Updated: Jul 14, 2023


Like every state, Oregon is divided in a number of ways: there are the urbanites vs. suburbanites, red counties vs. blue counties, vegans vs. vegetarians vs. carnivores, and finally there are Ducks and Beavers.

Right now, as these disparate Oregonians sit down to watch ESPN, none of the labels, none of the divisiveness, none of the animosity matters. We are all united, rooting for Marcus Mariota to win the Heisman Trophy. Why?

Turns out, everyone loves a nice guy – everyone wants to support a winner, and Marcus Mariota is that guy. Watch the television coverage or read about him in the papers, and you’ll notice a common theme: Mariota is universally liked. That’s difficult to achieve as a collegiate or professional athlete; there’s always something to use as ammunition, like “He’s too cocky,” “He’s too selfish,” or “He’s a trouble-maker.” With Mariota, that worst thing I’ve seen is that he got a speeding ticket about a month ago. But get this, he was heading home after speaking at the Boys and Girls club after staying late hanging out with the kids.

The ability to win the support of your adversaries – to get a die-hard Oregon State Beaver to support an Oregon Duck – can be critical in trial. Mariota shows us that there are certain transcendent traits, individuals, and values; a Beaver’s dislike of the Oregon Ducks becomes secondary to that Beaver’s motivation to support a nice guy like Mariota.

Every case needs someone to root for, like a Marcus Mariota. For our purposes, your “Marcus” could be a person, but it could also be an idea or a value worth fighting for. A good Marcus will minimize many other issues in your case since rooting for Marcus becomes more important than everything else. It reminds me of an elderly gentleman participant in a mock trial, every time someone tried to attack his position, he simply asked, “What about justice?” Justice was his Marcus – his value – and a vote for the defense would not advance justice.

In a recent case strategy session I was struggling to understand the technology in a very complex patent infringement/validity case. I realized that my problem wasn’t that I couldn’t understand the technology; it was that I simply didn’t care about it. I needed a Marcus – a reason to want to defend the accused company. We found a Marcus, and we created a framework around that value and the person that most embodied that value. With a Marcus to fight for, jurors will be more motivated to care enough to learn about the complex technology.

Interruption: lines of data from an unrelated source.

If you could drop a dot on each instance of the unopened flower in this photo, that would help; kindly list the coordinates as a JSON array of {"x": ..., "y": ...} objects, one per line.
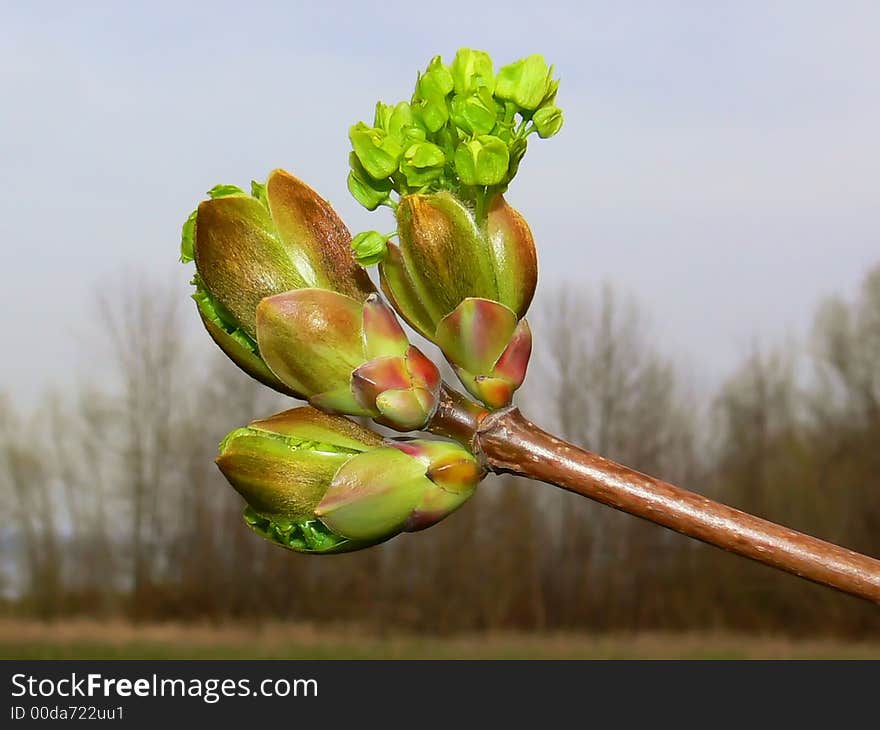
[
  {"x": 320, "y": 483},
  {"x": 282, "y": 251}
]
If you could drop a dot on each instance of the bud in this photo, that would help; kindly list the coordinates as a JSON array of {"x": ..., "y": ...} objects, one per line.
[
  {"x": 347, "y": 357},
  {"x": 369, "y": 247},
  {"x": 466, "y": 287},
  {"x": 368, "y": 191},
  {"x": 472, "y": 70},
  {"x": 422, "y": 163},
  {"x": 378, "y": 152},
  {"x": 524, "y": 82},
  {"x": 322, "y": 484},
  {"x": 246, "y": 247},
  {"x": 482, "y": 160},
  {"x": 547, "y": 121},
  {"x": 475, "y": 113},
  {"x": 437, "y": 79}
]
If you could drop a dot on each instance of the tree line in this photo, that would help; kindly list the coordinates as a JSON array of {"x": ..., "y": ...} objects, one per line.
[{"x": 111, "y": 504}]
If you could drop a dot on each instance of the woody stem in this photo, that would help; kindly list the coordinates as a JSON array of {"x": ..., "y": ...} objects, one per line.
[{"x": 509, "y": 443}]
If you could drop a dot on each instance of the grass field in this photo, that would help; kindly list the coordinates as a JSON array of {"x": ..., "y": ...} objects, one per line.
[{"x": 109, "y": 640}]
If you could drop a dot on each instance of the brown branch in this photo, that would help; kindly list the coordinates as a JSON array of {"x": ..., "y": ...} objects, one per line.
[{"x": 508, "y": 442}]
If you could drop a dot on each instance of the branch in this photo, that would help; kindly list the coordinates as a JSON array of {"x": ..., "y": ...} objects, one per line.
[{"x": 510, "y": 443}]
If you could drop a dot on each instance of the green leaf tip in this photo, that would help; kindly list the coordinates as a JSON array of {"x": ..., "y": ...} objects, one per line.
[
  {"x": 370, "y": 248},
  {"x": 464, "y": 130},
  {"x": 225, "y": 191},
  {"x": 187, "y": 238}
]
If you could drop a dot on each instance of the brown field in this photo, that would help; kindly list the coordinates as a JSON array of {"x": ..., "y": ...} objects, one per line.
[{"x": 88, "y": 639}]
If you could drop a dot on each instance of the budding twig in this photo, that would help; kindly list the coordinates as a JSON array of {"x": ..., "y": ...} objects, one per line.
[{"x": 510, "y": 443}]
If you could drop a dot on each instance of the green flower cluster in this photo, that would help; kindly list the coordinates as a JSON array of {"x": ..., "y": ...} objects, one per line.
[{"x": 465, "y": 130}]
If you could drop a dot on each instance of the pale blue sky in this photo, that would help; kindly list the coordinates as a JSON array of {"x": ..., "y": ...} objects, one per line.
[{"x": 719, "y": 159}]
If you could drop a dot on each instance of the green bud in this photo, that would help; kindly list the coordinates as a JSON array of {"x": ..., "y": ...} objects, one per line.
[
  {"x": 472, "y": 70},
  {"x": 258, "y": 191},
  {"x": 319, "y": 483},
  {"x": 436, "y": 81},
  {"x": 547, "y": 121},
  {"x": 368, "y": 191},
  {"x": 466, "y": 285},
  {"x": 433, "y": 111},
  {"x": 482, "y": 161},
  {"x": 347, "y": 357},
  {"x": 400, "y": 120},
  {"x": 382, "y": 115},
  {"x": 524, "y": 82},
  {"x": 370, "y": 247},
  {"x": 475, "y": 113},
  {"x": 422, "y": 163},
  {"x": 187, "y": 238},
  {"x": 377, "y": 152},
  {"x": 225, "y": 191}
]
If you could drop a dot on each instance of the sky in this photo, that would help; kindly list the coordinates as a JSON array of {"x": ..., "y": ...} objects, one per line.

This isn’t a difficult or new concept. We all know jurors need a reason to vote for you, or perhaps a reason to vote against your opponent. It’s so easy to get bogged down in the legalities, technicalities, and minutia that we lose sight of what our case should really be about: “Rewarding the true innovator,” “Protecting consumer choice,” “Accountability for one’s poor choices,” or simply “justice.”

At the end of trial, jurors aren’t going to like everything about your case. There will always be gaps to fill and troubling facts. But with the right Marcus, jurors can be motivated to overlook those things. I never thought I’d see my sister-in-law, a proud OSU graduate, say anything good about U of O, but even she couldn’t resist rooting for Duck wins so that Mariota had a better shot at the Heisman. That’s the power of the nice guy: everyone wants him to win because if he doesn’t then something is wrong with the system.

In case you haven’t heard, he did win. And even the OSU Beavers couldn’t resist congratulating him in a very public way.